Children’s centres are closing rapidly across England – and if their front doors have not actually been locked, what goes on inside is much reduced when compared to five years ago. Our survey of local authorities in England found reductions in the number of registered children’s centres, but more importantly, in the services that go on inside them.
Our team of researchers from the University of Oxford found that as many as 1,000 of the original 3,600 centres have been closed or now operate greatly reduced services. We surveyed local authorities across the country and found reductions in senior staff and ‘hollowing out’ of open-access services, the kinds of non-stigmatising activities aimed at all families in the surrounding neighbourhood and not just those on the books of Social Services.

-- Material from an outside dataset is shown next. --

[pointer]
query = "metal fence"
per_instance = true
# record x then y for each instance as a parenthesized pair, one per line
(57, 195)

Closures and service reductions were attributed mainly to funding cuts but also to changed priorities, a move away from ‘poor families in the neighbourhood’ to ‘targeted families in need of local authority intervention’. We found that the ‘early intervention’ allocation to local authorities has fallen 64% in the seven years between 2010/2011 (the peak of children’s centre provision) and 2017/2018.
Hard-pressed local authority officials described that cuts necessitated a major shift away from open access activities such as Stay & Play or Rhyme Time, to statutory duties of child protection or social work support for families whose children are ‘at risk’.
Much of the report makes grim reading, but there are some rays of hope in the concluding case studies that document imaginative re-structuring: links with local nursery/primary schools, the Healthy Child Programme, or multi-professional ‘early help’ activities led by social work teams. These links bolster budgets and provide welcome opportunities for collaboration between professionals from different backgrounds and between maintained and PVI provision.
We live in a time of austerity, yes, but let’s not close down this innovative programme that the Government’s own research found to be helping low income families with young children. What is needed is a clear statement from Government describing the core services that define children’s centres, an up to date list of centres for families to access, and in time, a new inspection framework so that everyone – parents, local authorities, and children’s centre staff – know the Government takes seriously their vital evidence-based work.
Kathy Sylva is Professor of Educational Psychology at the University of Oxford and co-author of Stop Start.